Public Transport

Preparation

Pick a place which you would like to travel to. This can be a nearby town, college, school, or somewhere that interests you, like a museum or the zoo.

If the route is long, it might be worth starting off by doing part of the route rather than the full route. Splitting the route in to segments may reduce your anxiety.

Use google maps, or similar, to see what forms of transport are available to you. Your route may have multiple kinds of public transport options and will give you a breakdown of estimated journey times.

Practice

Having a family member or friend accompany you when you are learning a new route is hugely beneficial, they can be there to help if you are feeling anxious, or if you would like to go back home.

If you are practicing your route, starting off at an off-peak time may be less stressful.

If you are practicing a route to get you at your destination at a particular time, for example, college, it is important to eventually trial this route at the specific time so that you have a clear idea of the length of time needed for your journey.

Although a lot of forms of public transport have real time alerts for the next stop, it is important to identify landmarks along your route. These can be schools, churches, parks etc. This can be done during your practice travelling sessions with your family member.

Technology to help

Many forms of public transport have apps which give an estimated time of arrival at stops. Dublin Bus, Luas, Irish Rail and Bus Eireann all have real time information available.

Timetables are also available that break down your chosen route and its different stops, along with estimated journey times. It is important to allow for extra time around these, as they do not take into consideration road works or high levels of traffic.

Paying for public transport

A disability travel pass can be used on all forms of public transport (which does not include taxis or buses run by private companies).

If you do not have one, payment for public transport depends on the service.
Irish rail allows you to purchase tickets at a ticket machine which accepts cards and cash.

Bus Eireann allows payment in cash on board the bus.

Dublin bus only accepts coins or a leap card which can be topped up using the app, in local shops and at Luas stations.

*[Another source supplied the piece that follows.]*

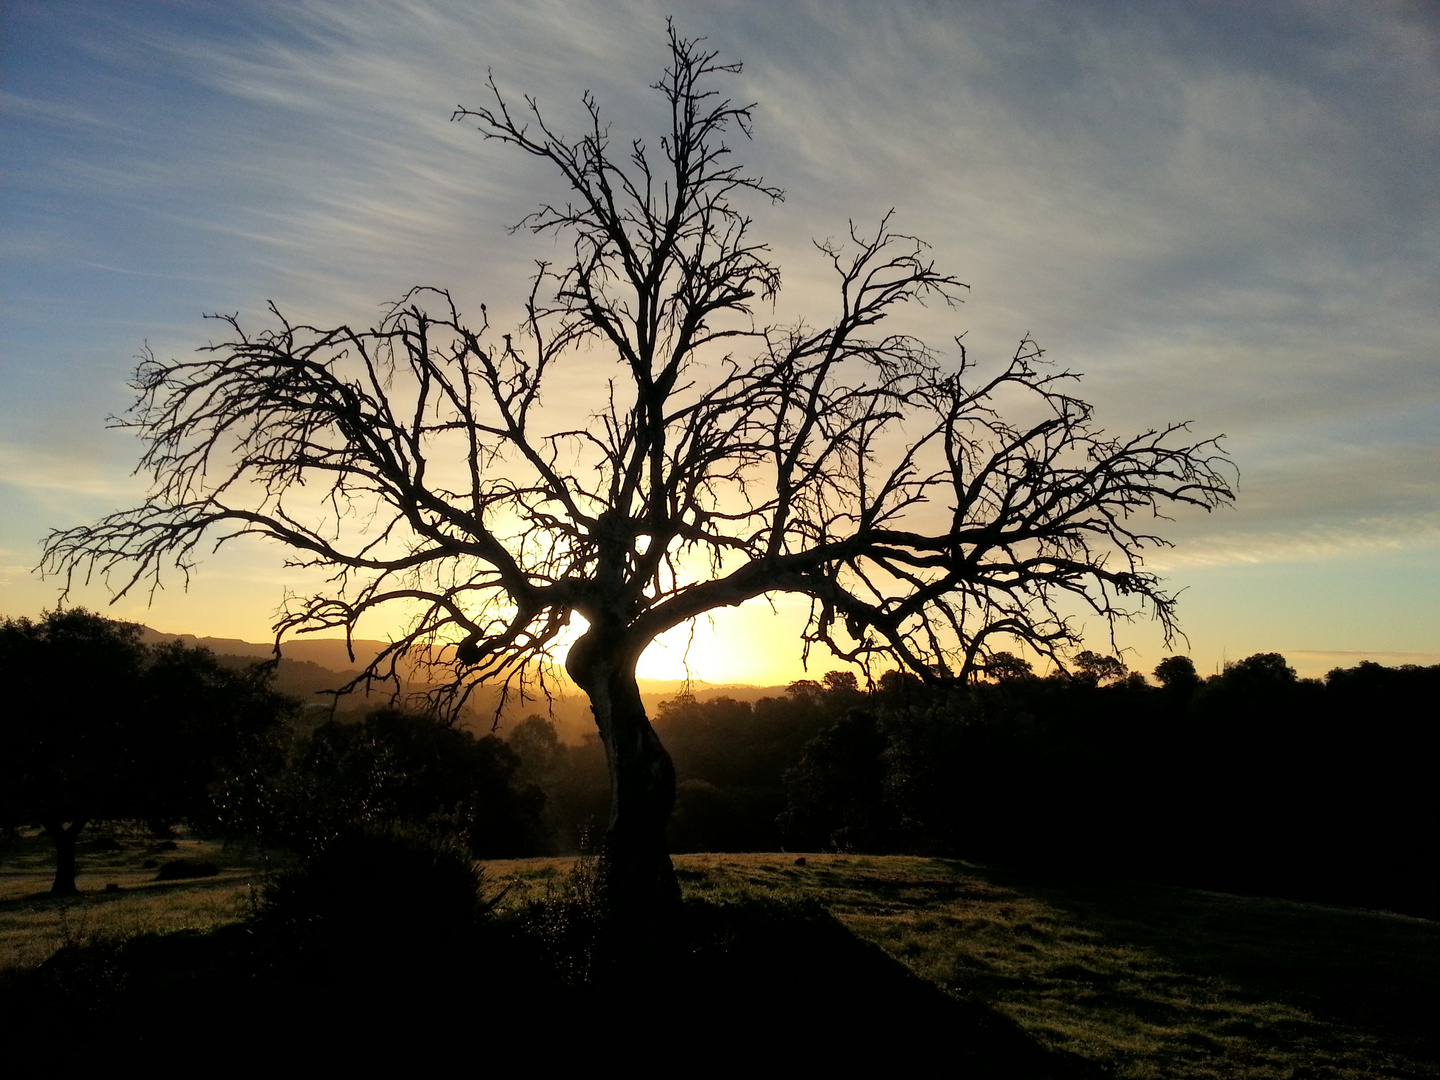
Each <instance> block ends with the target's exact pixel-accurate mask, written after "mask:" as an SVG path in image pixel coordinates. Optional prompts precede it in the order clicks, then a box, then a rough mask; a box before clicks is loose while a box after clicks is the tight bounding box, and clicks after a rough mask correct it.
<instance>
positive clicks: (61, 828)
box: [40, 818, 86, 896]
mask: <svg viewBox="0 0 1440 1080" xmlns="http://www.w3.org/2000/svg"><path fill="white" fill-rule="evenodd" d="M40 825H42V827H43V828H45V835H48V837H49V838H50V840H52V841H53V842H55V884H52V886H50V896H75V894H78V893H79V891H81V890H79V888H76V887H75V842H76V841H78V840H79V837H81V829H84V828H85V825H86V822H85V821H84V819H82V821H72V822H71V824H69V825H66V824H65V822H63V821H56V819H53V818H52V819H46V821H42V822H40Z"/></svg>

The Luas allows you to purchase tickets at each stop using cash or cards using the ticket machine, but leap cards can also be used and validated at the tag on stations before getting on to the Luas, just remember to tag off when you get off the bus or luas or train!

Other options to transport include walking, cycling with your own bike or using a city bike service (dubinbikes or bikeshare in Galway, Cork and Limerick) which are between 10-25 euro for a year’s membership with unlimited use.

Have a back-up plan

It is important to have a back-up plan in case something happens that changes your plans.

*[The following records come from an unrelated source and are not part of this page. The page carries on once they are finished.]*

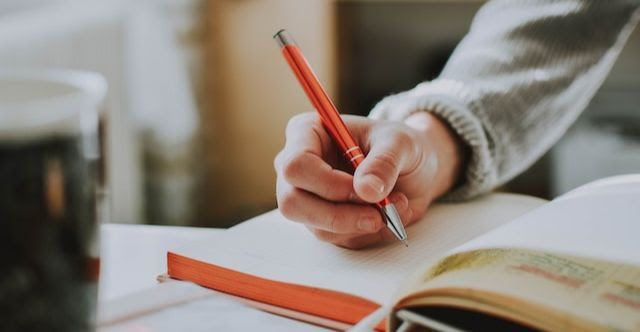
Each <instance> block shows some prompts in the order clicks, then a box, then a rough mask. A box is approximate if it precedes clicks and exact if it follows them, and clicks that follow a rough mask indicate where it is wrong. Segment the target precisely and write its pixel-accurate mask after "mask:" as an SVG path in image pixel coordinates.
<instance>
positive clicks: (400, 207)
mask: <svg viewBox="0 0 640 332" xmlns="http://www.w3.org/2000/svg"><path fill="white" fill-rule="evenodd" d="M391 203H393V205H395V206H396V208H397V209H399V210H403V209H404V208H406V207H407V206H409V200H408V199H407V196H405V195H403V194H400V193H398V194H397V195H394V197H393V199H392V200H391Z"/></svg>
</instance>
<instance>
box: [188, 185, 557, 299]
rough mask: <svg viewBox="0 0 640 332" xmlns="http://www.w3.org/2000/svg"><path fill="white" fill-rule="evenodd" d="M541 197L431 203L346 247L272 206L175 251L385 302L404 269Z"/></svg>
mask: <svg viewBox="0 0 640 332" xmlns="http://www.w3.org/2000/svg"><path fill="white" fill-rule="evenodd" d="M544 202H545V201H543V200H540V199H536V198H531V197H527V196H520V195H510V194H491V195H488V196H484V197H481V198H479V199H477V200H474V201H471V202H467V203H460V204H439V205H436V206H434V207H432V208H431V209H430V210H429V212H428V214H427V216H426V217H425V218H424V220H421V221H420V222H417V223H415V224H414V225H412V226H411V227H409V228H408V229H407V232H408V235H409V247H408V248H405V247H404V245H402V243H400V242H395V241H394V242H390V243H388V244H386V245H383V246H379V247H376V248H371V249H367V250H360V251H354V250H348V249H343V248H339V247H336V246H334V245H332V244H328V243H324V242H321V241H319V240H317V239H315V238H314V236H313V235H312V234H311V233H310V232H309V231H308V230H307V229H306V228H305V227H304V226H302V225H300V224H298V223H294V222H292V221H288V220H286V219H285V218H284V217H282V215H280V214H279V213H278V212H277V211H273V212H270V213H268V214H265V215H262V216H259V217H257V218H254V219H252V220H250V221H247V222H245V223H242V224H240V225H238V226H236V227H233V228H231V229H230V230H228V231H227V232H225V234H224V235H223V236H220V237H217V238H215V239H212V241H208V242H202V243H199V244H194V245H192V246H189V247H186V248H183V249H181V250H177V251H176V253H177V254H181V255H184V256H188V257H191V258H195V259H198V260H201V261H204V262H209V263H211V264H215V265H219V266H223V267H227V268H230V269H233V270H236V271H240V272H244V273H248V274H252V275H256V276H261V277H264V278H268V279H273V280H277V281H282V282H288V283H295V284H301V285H307V286H313V287H320V288H325V289H331V290H336V291H342V292H345V293H350V294H353V295H357V296H361V297H363V298H366V299H369V300H372V301H375V302H377V303H380V304H384V303H388V302H389V300H390V298H391V296H392V295H393V294H394V293H395V291H396V290H397V288H398V286H399V285H400V284H401V283H402V282H403V280H404V279H405V278H406V277H407V275H408V274H410V273H411V272H413V271H414V270H415V269H416V268H418V267H420V266H422V265H424V264H425V262H426V261H428V260H430V259H434V258H438V257H441V256H442V255H443V254H444V253H445V252H447V251H448V250H450V249H452V248H454V247H456V246H459V245H461V244H462V243H465V242H467V241H469V240H471V239H473V238H474V237H477V236H478V235H480V234H483V233H486V232H487V231H490V230H492V229H494V228H496V227H498V226H500V225H503V224H505V223H507V222H508V221H510V220H512V219H514V218H515V217H517V216H520V215H522V214H523V213H525V212H528V211H530V210H532V209H534V208H536V207H538V206H540V205H541V204H544Z"/></svg>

(You might get the wrong bus, get the right bus but in the wrong direction, miss your stop or the bus/luas/train might be too full for you to get on to it).

These things happen but it is important for you to make a plan so that if they do, you don’t get too stressed or anxious.

Make a plan for in case you become anxious during your journey. Share and discuss this plan with someone close to you so that they can reply to a text or call you if you get in touch while travelling.

Social spaces

Sometimes when using public transport, someone may strike up a conversation but typically people do not like to talk to strangers while on public transport and keep to themselves.

People often like to sit in a particular seat when using public transport. We often gravitate towards this seat. Sometimes the seat will be free and sometimes it wont. If it is not free, pick an empty seat.

However, if the bus is mostly empty but someone is sitting beside your favourite seat, it may make them uncomfortable if you sit beside them.

Sensory difficulties

If you have sensory difficulties, make yourself a sensory kit to bring with you while you travel. This can include your headphones so you can listen to music or a podcast, a book, a fidget, sunglasses, a hat etc.

This sensory kit may help you feel less anxious and will dilute some of the senses which are causing stress.